2. Kernel want to reclaim them because they are surely reclaim target
pages in point of view by LRU.
The most desriable approach is that user should use mlock to guarantee
them in memory. But mlock is too big overhead and user doesn't want to
keep
memory all pages all at once.(Ie, he want demand paging when he need
the page)
Right?
madvise, it's a just hint for kernel and kernel doesn't need to make
sure madvise's behavior.
In point of view, such inconsistency might not be a big problem.
Big problem I think now is that user should use madvise(WILLNEED)
periodically because such
activation happens once when user calls madvise. If user doesn't use
page frequently after
user calls it, it ends up moving into inactive list and even could be
reclaimed.
It's not good. :-(
Okay. How about adding new VM_WORKINGSET?
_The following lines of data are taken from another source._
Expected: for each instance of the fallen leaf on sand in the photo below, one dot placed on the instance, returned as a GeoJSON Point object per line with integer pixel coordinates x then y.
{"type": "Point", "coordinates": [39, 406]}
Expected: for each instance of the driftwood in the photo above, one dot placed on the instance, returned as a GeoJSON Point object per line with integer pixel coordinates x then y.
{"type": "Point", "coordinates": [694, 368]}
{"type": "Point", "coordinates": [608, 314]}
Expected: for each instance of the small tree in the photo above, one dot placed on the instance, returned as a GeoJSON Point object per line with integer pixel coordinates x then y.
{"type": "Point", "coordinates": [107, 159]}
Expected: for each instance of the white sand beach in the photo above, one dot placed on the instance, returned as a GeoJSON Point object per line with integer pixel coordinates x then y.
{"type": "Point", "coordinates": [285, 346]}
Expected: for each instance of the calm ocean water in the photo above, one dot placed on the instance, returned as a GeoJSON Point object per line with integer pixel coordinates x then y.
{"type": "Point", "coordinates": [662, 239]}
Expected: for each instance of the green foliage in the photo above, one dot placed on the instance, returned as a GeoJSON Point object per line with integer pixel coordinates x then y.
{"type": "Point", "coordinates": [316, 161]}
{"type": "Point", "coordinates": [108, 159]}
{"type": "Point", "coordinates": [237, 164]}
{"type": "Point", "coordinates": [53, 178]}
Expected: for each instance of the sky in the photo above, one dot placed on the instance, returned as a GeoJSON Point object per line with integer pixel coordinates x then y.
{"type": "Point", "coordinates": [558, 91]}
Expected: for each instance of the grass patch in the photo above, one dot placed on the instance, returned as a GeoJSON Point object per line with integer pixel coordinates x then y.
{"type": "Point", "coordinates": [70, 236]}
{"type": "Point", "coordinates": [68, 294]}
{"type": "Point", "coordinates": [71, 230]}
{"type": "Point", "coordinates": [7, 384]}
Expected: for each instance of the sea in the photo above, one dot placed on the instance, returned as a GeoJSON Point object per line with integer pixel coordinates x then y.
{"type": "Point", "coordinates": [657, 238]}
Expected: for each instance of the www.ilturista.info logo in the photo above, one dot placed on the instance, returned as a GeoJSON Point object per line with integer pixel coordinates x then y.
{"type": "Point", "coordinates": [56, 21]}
And reclaimer would give one more round trip in active/inactive list
erwhen reclaim happens
if the page is referenced.
Sigh. We have no room for new VM_FLAG in 32 bit.
p
It would be nice to mark struct address_space with this flag and export
AS_UNEVICTABLE somehow.
Maybe we can reuse file-locking engine for managing these bits =)
Make sense to me. We can mark this flag in struct address_space and check
it in page_refereneced_file(). If this flag is set, it will be cleard and
Disadvantage is that we could set reclaim granularity as per-inode.
I want to set it as per-vma, not per-inode.
But with per-inode flag we can tune all files, not only memory-mapped.
I don't oppose per-inode setting but I believe we need file range or mmapped vma,
still. One file may have different characteristic part, something is working set
something is streaming part.
See, attached patch. Currently I thinking about managing code,
file-locking engine really fits perfectly =)
file-locking engine?
You consider fcntl as interface for it?
What do you mean?
If we set bits on inode we somehow account its users and clear AS_WORKINGSET and AS_UNEVICTABLE
at last file close. We can use file-locking engine for locking inodes in memory -- file lock automatically
release inode at last fput(). Maybe it's too tricky and we should add couple simple atomic counters to
generic strict inode (like i_writecount/i_readcount) but in this case we will add new code on fast-path.
So, looks like invention new kind of struct file_lock is best approach.
I don't want implement range-locking for now, but I can do it if somebody really wants this.
Yes, we can use fcntl(), but fadvise() is much better.